Department of Biological Sciences, Graduate School of Science, The University of Tokyo, 2-11-16 Yayoi, Bunkyo-ku, Tokyo 113-0032, Japan.
Department of Computational Biology and Medical Sciences, Graduate School of Frontier Sciences, The University of Tokyo, 5-1-5 Kashiwanoha, Kashiwa, Chiba 277-8568, Japan.
Syst Biol. 2020 Mar 1;69(2):265-279. doi: 10.1093/sysbio/syz049.

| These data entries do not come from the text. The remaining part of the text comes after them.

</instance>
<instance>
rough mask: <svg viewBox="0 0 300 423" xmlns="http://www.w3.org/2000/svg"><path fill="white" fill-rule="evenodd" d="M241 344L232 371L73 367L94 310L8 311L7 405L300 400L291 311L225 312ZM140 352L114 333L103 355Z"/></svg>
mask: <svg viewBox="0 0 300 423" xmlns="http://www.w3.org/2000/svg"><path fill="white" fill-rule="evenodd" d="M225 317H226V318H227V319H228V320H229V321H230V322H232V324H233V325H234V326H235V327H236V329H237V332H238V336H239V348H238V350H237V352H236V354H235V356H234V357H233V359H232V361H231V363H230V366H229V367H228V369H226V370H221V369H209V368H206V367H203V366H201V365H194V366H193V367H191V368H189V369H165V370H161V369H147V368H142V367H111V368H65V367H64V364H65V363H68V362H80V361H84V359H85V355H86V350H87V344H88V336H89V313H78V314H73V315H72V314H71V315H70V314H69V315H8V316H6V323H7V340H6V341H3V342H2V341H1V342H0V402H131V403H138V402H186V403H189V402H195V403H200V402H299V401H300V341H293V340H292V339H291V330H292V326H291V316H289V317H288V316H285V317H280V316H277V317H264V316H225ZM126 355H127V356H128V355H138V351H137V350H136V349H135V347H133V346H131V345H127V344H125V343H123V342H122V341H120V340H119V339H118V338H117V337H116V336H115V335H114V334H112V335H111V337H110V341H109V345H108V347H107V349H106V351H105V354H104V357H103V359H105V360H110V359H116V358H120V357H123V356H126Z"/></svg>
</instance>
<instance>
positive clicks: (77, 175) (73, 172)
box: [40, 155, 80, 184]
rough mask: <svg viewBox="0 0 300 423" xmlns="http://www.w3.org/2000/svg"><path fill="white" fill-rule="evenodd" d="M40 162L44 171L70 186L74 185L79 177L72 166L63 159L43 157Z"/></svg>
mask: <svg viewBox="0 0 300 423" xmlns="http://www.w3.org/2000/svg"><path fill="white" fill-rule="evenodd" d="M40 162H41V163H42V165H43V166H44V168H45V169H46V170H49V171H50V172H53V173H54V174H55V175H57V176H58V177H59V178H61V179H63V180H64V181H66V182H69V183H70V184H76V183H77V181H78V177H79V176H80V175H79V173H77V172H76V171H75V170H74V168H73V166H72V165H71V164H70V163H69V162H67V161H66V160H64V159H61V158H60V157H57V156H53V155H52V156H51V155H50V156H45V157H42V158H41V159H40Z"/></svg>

A protein superfamily contains distantly related proteins that have acquired diverse biological functions through a long evolutionary history. Phylogenetic analysis of the early evolution of protein superfamilies is a key challenge because existing phylogenetic methods show poor performance when protein sequences are too diverged to construct an informative multiple sequence alignment (MSA). Here, we propose the Graph Splitting (GS) method, which rapidly reconstructs a protein superfamily-scale phylogenetic tree using a graph-based approach. Evolutionary simulation showed that the GS method can accurately reconstruct phylogenetic trees and be robust to major problems in phylogenetic estimation, such as biased taxon sampling, heterogeneous evolutionary rates, and long-branch attraction when sequences are substantially diverge. Its application to an empirical data set of the triosephosphate isomerase (TIM)-barrel superfamily suggests rapid evolution of protein-mediated pyrimidine biosynthesis, likely taking place after the RNA world. Furthermore, the GS method can also substantially improve performance of widely used MSA methods by providing accurate guide trees.
蛋白质超家族包含远缘相关的蛋白质,它们通过漫长的进化历史获得了多样化的生物学功能。蛋白质超家族早期进化的系统发生分析是一个关键挑战,因为现有的系统发生方法在蛋白质序列差异太大以至于无法构建信息丰富的多序列比对 (MSA) 时表现不佳。在这里,我们提出了图分割 (GS) 方法,该方法使用基于图的方法快速重建蛋白质超家族规模的系统发生树。进化模拟表明,GS 方法可以准确重建系统发生树,并对系统发生估计中的主要问题具有鲁棒性,例如有偏的分类群采样、不均匀的进化率以及序列差异较大时的长枝吸引。将其应用于三磷酸甘油醛异构酶 (TIM)-桶状超家族的实证数据集表明,嘧啶生物合成的蛋白质介导的快速进化可能发生在 RNA 世界之后。此外,GS 方法还可以通过提供准确的指导树来显著提高广泛使用的 MSA 方法的性能。